Limitations and Restrictions
Spock has several limitations and restrictions that users should be aware of when designing and implementing replication scenarios.
Superuser Privileges Are Required
Currently, the Spock extension requires superuser privileges to configure replication and administration.
UNLOGGED and TEMPORARY Tables Are Not Replicated
UNLOGGED and TEMPORARY tables will not and cannot be replicated, much
like with physical streaming replication.
One Database at a Time
To replicate multiple databases you must set up individual provider or subscriber relationships for each. There is no way to configure replication for all databases in a PostgreSQL install at once.
PRIMARY KEY or REPLICA IDENTITY Required
UPDATEs and DELETEs cannot be replicated for tables that lack a PRIMARY
KEY or other valid replica identity such as using an index, which must be
unique, not partial, not deferrable, and include only columns marked NOT
NULL. Replication has no way to find the tuple that should be updated or
deleted since there is no unique identifier.
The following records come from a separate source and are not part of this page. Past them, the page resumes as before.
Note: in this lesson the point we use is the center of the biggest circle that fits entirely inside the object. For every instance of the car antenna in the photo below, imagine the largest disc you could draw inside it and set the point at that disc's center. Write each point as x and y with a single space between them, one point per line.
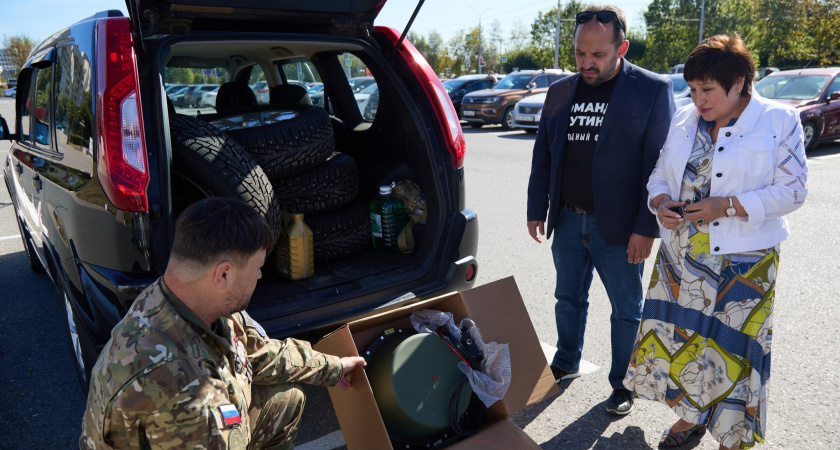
408 25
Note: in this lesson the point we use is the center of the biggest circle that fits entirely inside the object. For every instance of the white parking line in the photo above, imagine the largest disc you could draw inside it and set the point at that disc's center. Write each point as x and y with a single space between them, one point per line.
332 440
586 367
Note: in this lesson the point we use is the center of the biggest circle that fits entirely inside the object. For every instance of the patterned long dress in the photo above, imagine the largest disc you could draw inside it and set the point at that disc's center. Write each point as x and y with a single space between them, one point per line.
703 346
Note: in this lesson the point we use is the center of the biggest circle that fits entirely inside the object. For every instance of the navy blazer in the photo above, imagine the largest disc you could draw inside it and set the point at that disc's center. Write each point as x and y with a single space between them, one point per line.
632 134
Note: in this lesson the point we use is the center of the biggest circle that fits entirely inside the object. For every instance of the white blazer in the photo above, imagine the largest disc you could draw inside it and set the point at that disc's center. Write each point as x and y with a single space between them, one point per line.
760 160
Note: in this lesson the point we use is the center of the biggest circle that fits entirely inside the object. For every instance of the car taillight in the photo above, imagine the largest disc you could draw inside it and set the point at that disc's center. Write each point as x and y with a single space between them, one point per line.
442 104
122 166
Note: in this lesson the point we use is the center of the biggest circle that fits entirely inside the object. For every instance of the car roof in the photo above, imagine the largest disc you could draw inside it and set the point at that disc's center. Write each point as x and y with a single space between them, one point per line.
811 71
474 76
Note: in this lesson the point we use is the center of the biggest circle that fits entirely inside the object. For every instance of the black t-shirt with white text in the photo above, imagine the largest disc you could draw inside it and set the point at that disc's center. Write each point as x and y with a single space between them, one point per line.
585 120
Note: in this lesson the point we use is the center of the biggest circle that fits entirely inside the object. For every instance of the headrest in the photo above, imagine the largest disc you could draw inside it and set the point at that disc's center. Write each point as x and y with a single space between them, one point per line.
288 93
233 95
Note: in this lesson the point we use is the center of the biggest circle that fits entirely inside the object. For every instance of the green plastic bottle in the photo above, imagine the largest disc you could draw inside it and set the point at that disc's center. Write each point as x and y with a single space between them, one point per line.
387 219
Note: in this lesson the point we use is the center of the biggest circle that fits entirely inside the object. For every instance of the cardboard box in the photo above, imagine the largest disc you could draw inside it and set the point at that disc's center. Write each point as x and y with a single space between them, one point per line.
499 312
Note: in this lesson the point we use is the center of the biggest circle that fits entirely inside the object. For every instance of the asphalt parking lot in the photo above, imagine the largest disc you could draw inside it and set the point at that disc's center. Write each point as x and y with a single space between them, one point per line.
43 404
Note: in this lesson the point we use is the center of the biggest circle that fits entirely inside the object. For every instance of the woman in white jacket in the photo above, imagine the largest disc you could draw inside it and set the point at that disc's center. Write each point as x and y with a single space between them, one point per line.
732 167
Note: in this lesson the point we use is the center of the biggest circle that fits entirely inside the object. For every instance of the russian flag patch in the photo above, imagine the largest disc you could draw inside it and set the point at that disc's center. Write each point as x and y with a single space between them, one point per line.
230 415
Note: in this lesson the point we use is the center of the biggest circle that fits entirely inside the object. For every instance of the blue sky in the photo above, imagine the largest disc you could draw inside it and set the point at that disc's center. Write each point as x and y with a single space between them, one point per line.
40 18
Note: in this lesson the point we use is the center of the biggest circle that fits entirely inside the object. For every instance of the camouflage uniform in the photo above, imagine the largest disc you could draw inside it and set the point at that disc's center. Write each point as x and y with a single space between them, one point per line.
165 380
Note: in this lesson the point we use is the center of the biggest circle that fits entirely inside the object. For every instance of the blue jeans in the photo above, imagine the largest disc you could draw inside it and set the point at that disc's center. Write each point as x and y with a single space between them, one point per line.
578 248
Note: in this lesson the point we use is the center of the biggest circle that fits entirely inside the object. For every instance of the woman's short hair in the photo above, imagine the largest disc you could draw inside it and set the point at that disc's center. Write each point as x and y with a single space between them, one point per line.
723 59
216 228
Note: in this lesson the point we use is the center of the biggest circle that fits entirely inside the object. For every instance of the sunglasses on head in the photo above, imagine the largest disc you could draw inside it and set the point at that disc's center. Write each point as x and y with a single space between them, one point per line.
602 16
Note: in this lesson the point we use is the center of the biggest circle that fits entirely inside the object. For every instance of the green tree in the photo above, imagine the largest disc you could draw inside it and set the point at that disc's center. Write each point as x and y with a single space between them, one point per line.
18 48
544 30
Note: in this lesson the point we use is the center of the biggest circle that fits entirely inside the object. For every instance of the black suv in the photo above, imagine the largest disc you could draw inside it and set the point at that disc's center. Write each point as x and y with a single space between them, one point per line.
457 88
102 163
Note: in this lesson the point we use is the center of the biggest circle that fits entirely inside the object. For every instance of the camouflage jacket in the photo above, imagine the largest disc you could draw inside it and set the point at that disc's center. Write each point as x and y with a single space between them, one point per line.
165 380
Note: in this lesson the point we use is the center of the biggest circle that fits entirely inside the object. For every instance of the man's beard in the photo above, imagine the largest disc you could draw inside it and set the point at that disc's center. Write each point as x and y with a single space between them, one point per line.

REPLICA IDENTITY FULL is not supported as a standalone replication identity
for UPDATE or DELETE operations. However, it is supported when used in
conjunction with Delta-Apply columns on tables that have a primary key. For
tables without a primary key or Delta-Apply configuration, UPDATE and DELETE
operations require a PRIMARY KEY or explicit REPLICA IDENTITY USING INDEX.
Only One Unique Index or Constraint or PK
If more than one upstream is configured or the downstream accepts local
writes, only one UNIQUE index should be present on downstream replicated
tables. Conflict resolution can only use one index at a time, so conflicting
rows may ERROR if a row satisfies the PRIMARY KEY but violates a UNIQUE
constraint on the downstream side.
You can have additional unique constraints upstream if the downstream consumer gets writes from that upstream and nowhere else. The rule is that the downstream constraints must not be more restrictive than those on the upstream(s).
Partial secondary unique indexes are permitted, but will be ignored for conflict resolution purposes.
spock.check_all_uc_indexes is an experimental
GUC that
adds INSERT conflict resolution by allowing Spock to consider all unique
constraints, not just the primary key or replica identity.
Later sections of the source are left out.